Closed arporter closed 10 months ago
The trouble is that (in NEMOVAR), there isn't always an explicit import of the overridden intrinsic. Obviously, if we find a wildcard import and the tentative intrinsic match has an invalid number of arguments then we know it can't be an intrinsic and must be from elsewhere. However, if it happens to have the same number of arguments as the intrinsic then we will always match an Intrinsic, even if those arguments are of the wrong type. (In future we could check the type of the arguments.)
All modified and coverable lines are covered by tests :white_check_mark:
Comparison is base (
5c3808d
) 91.96% compared to head (f7ebb67
) 91.99%.
:umbrella: View full report in Codecov by Sentry.
:loudspeaker: Have feedback on the report? Share it here.
This has been needed for NEMOVAR for a while: currently we are over zealous in checking the number of arguments to intrinsics and fell foul of the fact that NEMOVAR overrides DOT_PRODUCT with something that can accept more args than the Fortran intrinsic can. This PR alters the parser's behaviour so that if the number of arguments don't match and there's somewhere that a symbol could be coming from then we don't match an intrinsic. I had to extend SymbolTable with a new wildcard_imports
property to do this.
One for @sergisiso or @rupertford.
I hadn't considered submodules so thanks for spotting that.
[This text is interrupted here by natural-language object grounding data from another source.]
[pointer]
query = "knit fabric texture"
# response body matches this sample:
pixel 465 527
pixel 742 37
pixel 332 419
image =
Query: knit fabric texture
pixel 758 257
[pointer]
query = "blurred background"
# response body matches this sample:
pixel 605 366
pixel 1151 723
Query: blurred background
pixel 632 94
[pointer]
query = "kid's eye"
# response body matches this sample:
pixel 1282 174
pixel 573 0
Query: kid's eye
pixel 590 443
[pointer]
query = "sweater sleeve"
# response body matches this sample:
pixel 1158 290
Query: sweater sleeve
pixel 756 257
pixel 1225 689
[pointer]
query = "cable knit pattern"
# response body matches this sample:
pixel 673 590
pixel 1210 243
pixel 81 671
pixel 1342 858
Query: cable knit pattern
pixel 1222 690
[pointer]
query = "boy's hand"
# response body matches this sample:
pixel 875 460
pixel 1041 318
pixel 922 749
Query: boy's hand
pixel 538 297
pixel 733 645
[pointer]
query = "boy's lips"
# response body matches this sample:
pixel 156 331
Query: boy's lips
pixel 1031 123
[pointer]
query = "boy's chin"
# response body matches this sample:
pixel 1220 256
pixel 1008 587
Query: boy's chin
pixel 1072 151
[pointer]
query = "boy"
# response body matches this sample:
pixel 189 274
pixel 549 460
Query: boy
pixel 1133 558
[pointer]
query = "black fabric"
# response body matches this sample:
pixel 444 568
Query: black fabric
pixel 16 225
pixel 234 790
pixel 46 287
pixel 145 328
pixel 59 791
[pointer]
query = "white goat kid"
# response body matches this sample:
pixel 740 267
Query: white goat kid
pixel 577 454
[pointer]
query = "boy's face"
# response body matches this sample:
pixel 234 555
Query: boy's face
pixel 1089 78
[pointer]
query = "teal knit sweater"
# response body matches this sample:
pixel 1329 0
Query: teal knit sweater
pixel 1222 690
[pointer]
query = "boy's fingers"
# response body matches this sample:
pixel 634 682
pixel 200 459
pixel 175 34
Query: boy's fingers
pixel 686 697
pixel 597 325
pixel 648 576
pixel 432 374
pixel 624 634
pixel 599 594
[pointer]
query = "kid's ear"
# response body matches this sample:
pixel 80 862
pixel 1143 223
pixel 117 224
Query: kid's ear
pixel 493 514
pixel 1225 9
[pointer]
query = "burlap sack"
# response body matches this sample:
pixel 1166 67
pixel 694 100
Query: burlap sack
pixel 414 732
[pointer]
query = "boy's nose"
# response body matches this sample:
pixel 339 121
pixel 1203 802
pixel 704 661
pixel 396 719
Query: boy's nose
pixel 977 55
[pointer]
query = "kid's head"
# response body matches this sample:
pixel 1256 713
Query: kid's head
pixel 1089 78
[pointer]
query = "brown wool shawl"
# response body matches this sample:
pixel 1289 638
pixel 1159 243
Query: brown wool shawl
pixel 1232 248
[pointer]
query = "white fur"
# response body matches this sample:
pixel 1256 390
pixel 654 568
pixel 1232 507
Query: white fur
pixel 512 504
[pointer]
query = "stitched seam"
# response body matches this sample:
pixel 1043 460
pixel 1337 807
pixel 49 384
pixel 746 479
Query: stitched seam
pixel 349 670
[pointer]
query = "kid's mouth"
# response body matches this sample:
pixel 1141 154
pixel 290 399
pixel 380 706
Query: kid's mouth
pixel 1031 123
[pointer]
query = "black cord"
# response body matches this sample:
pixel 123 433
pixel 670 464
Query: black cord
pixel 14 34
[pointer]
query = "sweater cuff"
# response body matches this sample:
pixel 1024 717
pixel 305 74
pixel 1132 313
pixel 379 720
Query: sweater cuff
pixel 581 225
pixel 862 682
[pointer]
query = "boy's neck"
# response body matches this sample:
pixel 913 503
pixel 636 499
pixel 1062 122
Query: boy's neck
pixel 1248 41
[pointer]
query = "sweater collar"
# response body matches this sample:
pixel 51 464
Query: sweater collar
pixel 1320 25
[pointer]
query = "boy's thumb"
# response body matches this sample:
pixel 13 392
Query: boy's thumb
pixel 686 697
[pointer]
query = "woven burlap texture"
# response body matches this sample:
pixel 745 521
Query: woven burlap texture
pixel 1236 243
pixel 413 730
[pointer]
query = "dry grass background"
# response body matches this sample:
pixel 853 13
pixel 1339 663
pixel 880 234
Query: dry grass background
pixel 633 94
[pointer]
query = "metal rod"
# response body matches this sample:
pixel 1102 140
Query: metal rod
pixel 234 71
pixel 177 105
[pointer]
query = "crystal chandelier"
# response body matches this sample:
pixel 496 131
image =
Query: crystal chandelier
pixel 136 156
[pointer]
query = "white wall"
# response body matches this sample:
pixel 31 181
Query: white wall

Having done some reading I see that (as you'd expect) they have access to all the symbols made available by the 'parent' module. I'll have to allow for that.
I've hit a problem with submodules which I think will be common to any situation where we need to do a context-sensitive match. At the moment, any match
method knows only the string it is trying to match - it doesn't know what node (if any) will be the parent of the one it is creating. This is a problem here because I was going to allow intrinsic shadowing in a submodule on the basis that we assume the Fortran is valid and therefore the necessary symbol must be being brought into scope in the parent module (which we can't see because it is in a separate file).
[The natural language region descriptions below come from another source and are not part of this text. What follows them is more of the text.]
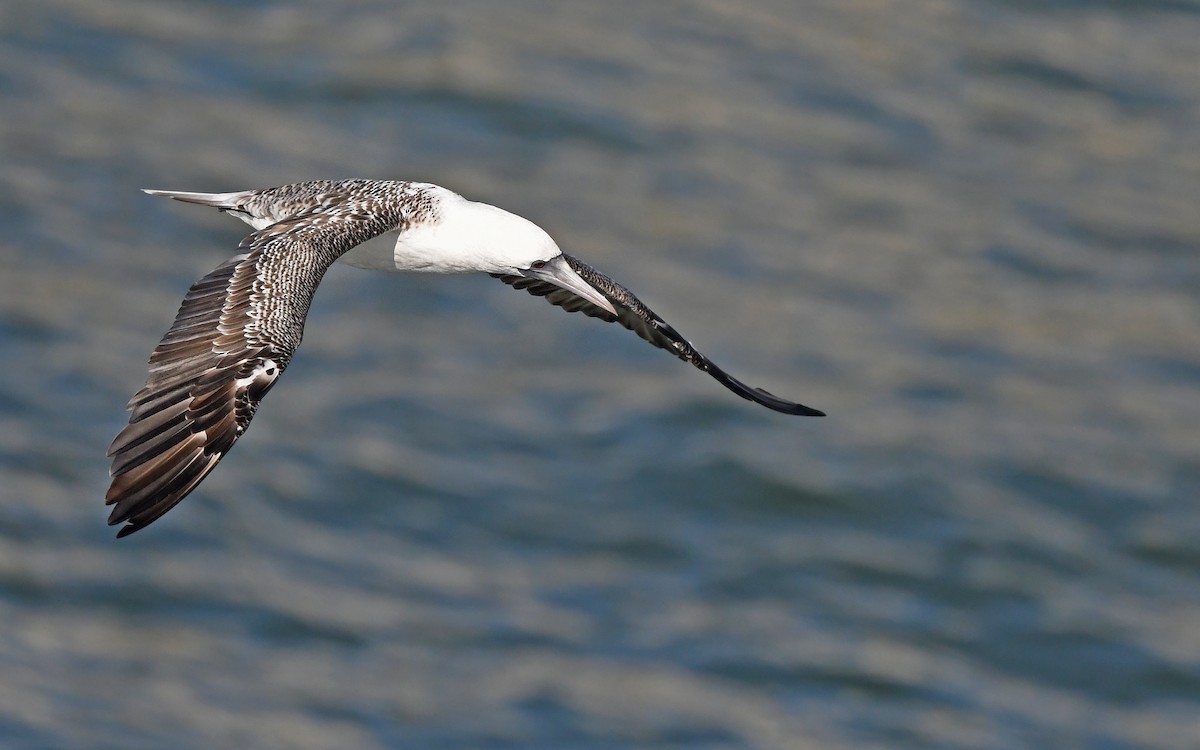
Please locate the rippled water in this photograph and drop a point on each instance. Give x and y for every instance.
(969, 231)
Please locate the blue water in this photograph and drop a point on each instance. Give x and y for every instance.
(967, 231)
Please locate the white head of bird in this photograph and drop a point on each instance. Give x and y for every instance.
(479, 237)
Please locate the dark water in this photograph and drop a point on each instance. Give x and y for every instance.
(969, 231)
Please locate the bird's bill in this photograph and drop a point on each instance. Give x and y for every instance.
(559, 274)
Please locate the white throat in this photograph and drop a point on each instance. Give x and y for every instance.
(463, 237)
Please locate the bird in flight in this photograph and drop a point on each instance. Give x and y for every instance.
(238, 327)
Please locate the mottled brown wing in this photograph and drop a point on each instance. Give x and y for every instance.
(646, 323)
(232, 339)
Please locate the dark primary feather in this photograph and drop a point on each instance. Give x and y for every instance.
(646, 323)
(231, 341)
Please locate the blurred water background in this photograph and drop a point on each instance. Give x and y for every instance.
(967, 229)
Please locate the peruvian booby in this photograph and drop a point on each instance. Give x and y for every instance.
(238, 327)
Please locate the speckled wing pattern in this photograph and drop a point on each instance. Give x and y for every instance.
(233, 336)
(646, 323)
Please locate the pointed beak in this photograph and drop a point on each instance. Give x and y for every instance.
(559, 274)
I can solve my immediate problem by extending the SymbolTable so that (as in the PSyIR) it keeps a reference to the node in the parse tree with which it is associated. This is probably not a bad thing to do and is considerably lighter weight than changing the way we construct nodes. I'll do it as a separate PR though so we can have a proper discussion.
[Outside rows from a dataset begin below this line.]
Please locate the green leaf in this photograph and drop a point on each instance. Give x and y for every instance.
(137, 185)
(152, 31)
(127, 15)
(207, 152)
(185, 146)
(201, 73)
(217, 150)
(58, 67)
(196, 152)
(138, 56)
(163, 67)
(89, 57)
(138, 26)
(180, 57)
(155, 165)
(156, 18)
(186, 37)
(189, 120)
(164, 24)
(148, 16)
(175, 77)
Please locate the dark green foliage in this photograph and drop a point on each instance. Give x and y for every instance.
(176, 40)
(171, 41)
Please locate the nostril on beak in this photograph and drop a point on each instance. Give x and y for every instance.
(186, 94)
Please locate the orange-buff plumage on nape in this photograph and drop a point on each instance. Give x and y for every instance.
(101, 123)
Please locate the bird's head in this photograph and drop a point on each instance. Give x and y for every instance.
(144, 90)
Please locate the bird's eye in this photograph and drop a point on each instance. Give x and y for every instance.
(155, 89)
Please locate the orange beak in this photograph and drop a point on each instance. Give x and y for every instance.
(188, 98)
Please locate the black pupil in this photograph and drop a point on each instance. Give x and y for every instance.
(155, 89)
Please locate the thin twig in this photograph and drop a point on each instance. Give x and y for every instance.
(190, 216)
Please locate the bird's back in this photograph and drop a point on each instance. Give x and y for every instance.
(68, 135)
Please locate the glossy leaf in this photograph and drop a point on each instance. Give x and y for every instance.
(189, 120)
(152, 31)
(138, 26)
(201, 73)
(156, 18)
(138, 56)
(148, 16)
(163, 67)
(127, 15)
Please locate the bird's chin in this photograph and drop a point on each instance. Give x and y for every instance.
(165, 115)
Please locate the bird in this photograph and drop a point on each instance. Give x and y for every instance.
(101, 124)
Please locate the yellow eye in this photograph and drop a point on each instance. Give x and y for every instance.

Would your symbol table implementation help here? I'm not sure how hard it would be to create a list of nodes during a hierarchical match. Give the current implementation I would expect it to be difficult - assuming that is what you are after.
It will definitely let me determine whether we are currently within a submodule
- I had a little play and it was easy. Really we need an ancestor
method too but that's just syntactic sugar.
Great. I think the problem with ancestor is that we create the nodes as we recurse back up, not down - but perhaps there is a simple solution.
Great. I think the problem with ancestor is that we create the nodes as we recurse back up, not down - but perhaps there is a simple solution.
Ah! You are of course correct. I only checked for the immediate parent (which works) but the grandparent isn't created yet :-(
Perhaps we revert to the assumption that the Fortran is correct so that if the number of arguments is invalid then we simply don't match an Intrinsic?
When would this allow incorrect code to get through?
When would this allow incorrect code to get through?
If the Fortran code was incorrect (so meant to call an intrinsic but supplied the wrong number of args) then we wouldn't spot it - it would get matched as a call or array access instead.
Since we don't check argument types, we will also incorrectly match an intrinsic call when a Fortran compiler would complain if the wrong type was passed to an intrinsic.
And why won't the symbol table approach help as we build this as we go along so should see some info? We could be less clever for submodules. We could have a switch which says whether to try to determine shadowing or not.
If we are parsing the following code:
submodule (foobar) bar
contains
subroutine my_sub
real :: a
a = dot_product(1,2,3)
end subroutine my_sub
end
then at the point when we are trying to match dot_product
, the SymbolTable approach means that we know we are within a subroutine but that's all we know. To know more than that we probably need some new data structure that keeps track of our current position in the matching hierarchy (i.e. the chain of classes we are currently trying to match).
That's probably not that hard to do but feels like possibly a retrograde step c.f. #191.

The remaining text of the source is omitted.